Sleep-Disordered Breathing: An Under-recognized Cause of Chronic Disease – Part 2

 In Insomnia/Sleep Medicine

David Nortman, ND

Docere

Part 1 of this article covered the pathophysiology and clinical presentation of obstructive sleep-apnea syndrome (OSAS). Below, we continue with a description of the sleep study and an overview of treatment methods.

Laboratory Diagnosis

The primary tool for studying all sleep disorders is the Level 1 sleep study, or polysomnography (PSG), during which cerebral, respiratory, cardiovascular, positional, and other measures of sleep quality and behavior are recorded and interpreted during the subsequent scoring of the raw data. PSG reliably detects apneas, hypopneas, respiratory effort-related arousals (RERAs), and a wealth of other information relevant to OSAS and other sleep disorders. Like all tests, PSG is subject to inter-test variability, so a single night of testing can occasionally miss OSAS and may need to be repeated.1* If a continuous positive airway pressure (CPAP) machine is prescribed, a follow-up titration PSG is often performed in order to establish the baseline flow-pressure that eliminates arousals; however, since the advent of automated CPAP machines, this step is sometimes omitted.
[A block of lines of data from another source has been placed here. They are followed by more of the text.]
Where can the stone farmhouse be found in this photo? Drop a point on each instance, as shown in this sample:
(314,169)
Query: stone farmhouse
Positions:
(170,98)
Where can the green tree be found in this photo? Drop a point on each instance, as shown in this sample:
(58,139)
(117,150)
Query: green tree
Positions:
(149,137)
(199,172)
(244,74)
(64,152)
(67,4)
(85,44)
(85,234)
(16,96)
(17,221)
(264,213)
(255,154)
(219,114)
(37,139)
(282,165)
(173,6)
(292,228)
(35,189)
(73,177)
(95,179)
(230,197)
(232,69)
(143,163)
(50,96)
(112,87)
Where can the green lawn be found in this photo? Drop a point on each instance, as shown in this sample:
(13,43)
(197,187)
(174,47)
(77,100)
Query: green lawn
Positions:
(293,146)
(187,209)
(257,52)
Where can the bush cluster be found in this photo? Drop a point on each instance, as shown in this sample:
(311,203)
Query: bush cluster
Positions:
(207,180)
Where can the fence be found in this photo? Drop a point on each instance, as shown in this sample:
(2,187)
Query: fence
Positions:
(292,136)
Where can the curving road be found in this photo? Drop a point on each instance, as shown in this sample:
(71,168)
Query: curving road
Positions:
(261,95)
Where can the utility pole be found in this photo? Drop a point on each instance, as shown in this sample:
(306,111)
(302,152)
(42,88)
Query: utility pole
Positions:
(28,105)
The severity of OSAS is commonly graded by the apnea-hypopnea index (AHI) – a score that reflects the night’s average hourly number of apneas and hypopneas; <5 is considered normal, 5-15 mild, 15-30 moderate, and >30 severe. The respiratory disturbance index (RDI), introduced once upper-airway resistance syndrome (UARS) was recognized, incorporates (on the same severity scale) the impact of not only apneas and hypopneas, but also RERAs (ie, RDI = AHI + RERA). Although both AHI and RDI are in current use, the more standardized AHI remains popular with physicians (for guiding treatment) and insurance providers (for determining eligibility for treatment). Yet, just because detecting RERAs with sufficient sensitivity is technologically challenging, their impact should not be ignored, lest “non-OSA” OSAS be left untreated.**

The arousal index (AI) is a measure of sleep fragmentation as reflected in arousals from any cause, so it is up to the clinician to interpret the meaning of spontaneous arousals that are not secondary to respiratory or other detectable reasons. Some degree of sleep fragmentation is normal and is likely aggravated by the polysomnography setup, but it may also be reflective of chronic pain or other neurological or psychological causes. The AI is known to increase with age in normal subjects, but definitive normal values have not been established. In general, sleep data should be interpreted holistically, as the severity of sleep disturbance depends also on the clinical presentation and other factors such as severity of hypoxemia, length of arousal events, time spent in slow-wave sleep (SWS) and rapid-eye movement (REM) sleep, and frequency of arousals during these deeper stages of sleep.1***

A home-based (typically Level 3) sleep study is sometimes ordered in place of PSG for the sake of cost-savings and convenience. It can detect obvious apneas and hypopneas but may miss subtler airflow restrictions such as RERAs. Its main drawback is the lack of brainwave monitoring, which means that none of the findings can be correlated with the sleep stages, and sleep length (critical for calculating both AHI and RDI) can only be estimated. Thus, it is a suitable screening tool for those likely to have moderate-to-severe apnea, but it cannot be used to rule out OSAS, due to its limited accuracy and sensitivity.

Another test sometimes used in evaluating OSAS is the multiple sleep latency test (MSLT), which quantifies the degree of daytime sleepiness.

Treatment

OSAS is readily treatable through a variety of methods; however, there is no universal solution for all patients, and the most common therapies involve an adjustment period that limits compliance. CPAP therapy is the most popular approach and is usually the first and only one offered to patients. But it need not be the last one, nor does it or any other treatment need to be used on its own. A successful approach to OSAS may require multiple solutions, and, as naturopathic physicians, we are perfectly positioned to encourage patients to seek further treatment when the prescribed one has proven inadequate.

CPAP Therapy

CPAP was introduced in the early 1980s, revolutionizing the treatment of OSAS. Yet despite its unrivaled efficacy among non-surgical solutions, CPAP is poorly tolerated by many patients. Concerns include claustrophobia, airway dryness or congestion, increased risk of respiratory infection, mask leakage or pressure points, restriction of movement during sleep, tooth movement from mask pressure, noise, aerophagia, and, last but not least, interruption to the sleeping partner. The required equipment maintenance further decreases long-term compliance. Ultimately, most patients require weeks of acclimatization, and many never learn to tolerate the treatment.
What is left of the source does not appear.